今人気の副業は水道工事だった。やり口が杜撰すぎて別の水道が故障する羽目になるのだが、それで仕事がもらえるので誰も何も指摘しない。
いいから家で勉強してなさいと姉が何度叱っても、自分の学費のために砂まみれになって働いていると思うと弟はつい長い砂漠の道を渡って手伝いに来てしまうのだった。

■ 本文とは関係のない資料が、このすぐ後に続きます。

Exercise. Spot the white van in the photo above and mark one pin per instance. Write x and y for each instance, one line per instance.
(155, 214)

疲れた様子の弟が、足を砂に絡めとられてこけてしまう。
手をつなぐのを嫌がるようになったけど、やっぱりつなげば良かった。
姉が腕をつかんで胴を支えて立ち上がらせようとする。
が、その途端に弟が姉の腕を引っかき、苦悶に眉をしかめて胸を掻きむしり始めた。
最早その眼に姉の姿は映っておらず、上下左右ぎょろぎょろと動いて白目をむく。
たった一人の家族が、こんな寂しい夜の砂漠でカラクタに罹るなんて。
悲しみで乱れそうな指を必死に抑えて姉は安楽死マッサージに取り掛かる。
別れを告げる間も惜しむ間もなかった。必死に胸に手を当てて憎きカラクタを取り出す。
憎い病巣だがカラクタには個々の人間の遺伝情報が染みついており、一つとして全く同じ色のカラクタは存在しない。
皮肉なことにこの棘こそが弟の形見なのだった。
そして悲劇が連続して姉を襲う。激痛が全身を走った。
周りに動ける人がいないまま、カラクタを発症したらどうなるか。
心臓部分のカラクタから体内の神経隅々に激痛が走り、肉を削がれていく感覚が延々と続く。
手足と胴、首は物理的に繋がっていても、鋭い肉切り包丁で何度も細切れにされていく錯覚に襲われて、自分の肉体だと認識できなくなる。
実際には身体のどこも切り刻まれてなんかいない。
だから無限に切り刻まれる。死ねないまま、死ぬほどの苦痛が果てしなく続く。
ただただ脳に痛覚が流し込まれ続けて、喉から血が出るまで苦悶の叫び声をあげ続ける。
早く死のう、早く楽になろうと指が宙を泳ぐ。
斬られる、すり潰される、殴られる、蹴られる、千切られる、塞がれる、抉り取られる、折られる、燃やされる、溶かされる。
苦しい、苦しい、神様、神様助けて。
神様、どうして。
投げ出された弟のカラクタと、のたうち回って喉にまで砂が入り込んだ姉を、忍び込んでいた流砂がゆっくり飲み込んでいく。
弟のことも砂漠のことも忘れ、激痛の肉塊と化した姉の見開かれた眼球が暫し砂の上を彷徨い、それも間もなく沈んでいった。
誰にも看取られることなく、姉の苦痛が砂漠の下で続いていく。
やがて夜風が砂漠を激しく撫でて、砂が大きく蠢き出した。
誰かが大きな指で上からなぞるように流砂が掘り返されて、一度は沈んだ姉弟の死体が浮いてきた。
けれどそれはもう、カラクタで苦痛にのたうち回った姉弟の死体ではなかった。
姉の身体が、ぱっちりとした眼は生気に溢れ、労働で疲れ切っていた肌は瑞々しく艶やかだった──震えた声で歓喜を露わにする。
「ああ……これが、これが人間の身体……」
ぼさぼさだった弟の髪はすっとまとまって、元気いっぱいな声が飛び出した。
「やった、やったよ!本当に来られたんだね!!」
「スグル、平気?痛いところはない?」
「うん、大丈夫だよシフォン。ほら見て!もうこんなに動ける」
スグルと呼ばれた弟の身体が腕をぐるぐると回して走ってみせる。
「ああ、神よ……私たちに身体を授けてくださり、感謝いたします……。この御恩に報い、必ずや天に与えられた使命を果たしてみせます……」
シフォンと呼ばれた姉の身体が砂の上に跪き、祈りのポーズを取る。
ラプセルの祈りと寸分違いのない姿勢。
「さあ行こうシフォン!夜が明けないうちに砂漠を出るんだ!」
スグルがもどかしげにシフォンの腕をとって立ち上がらせる。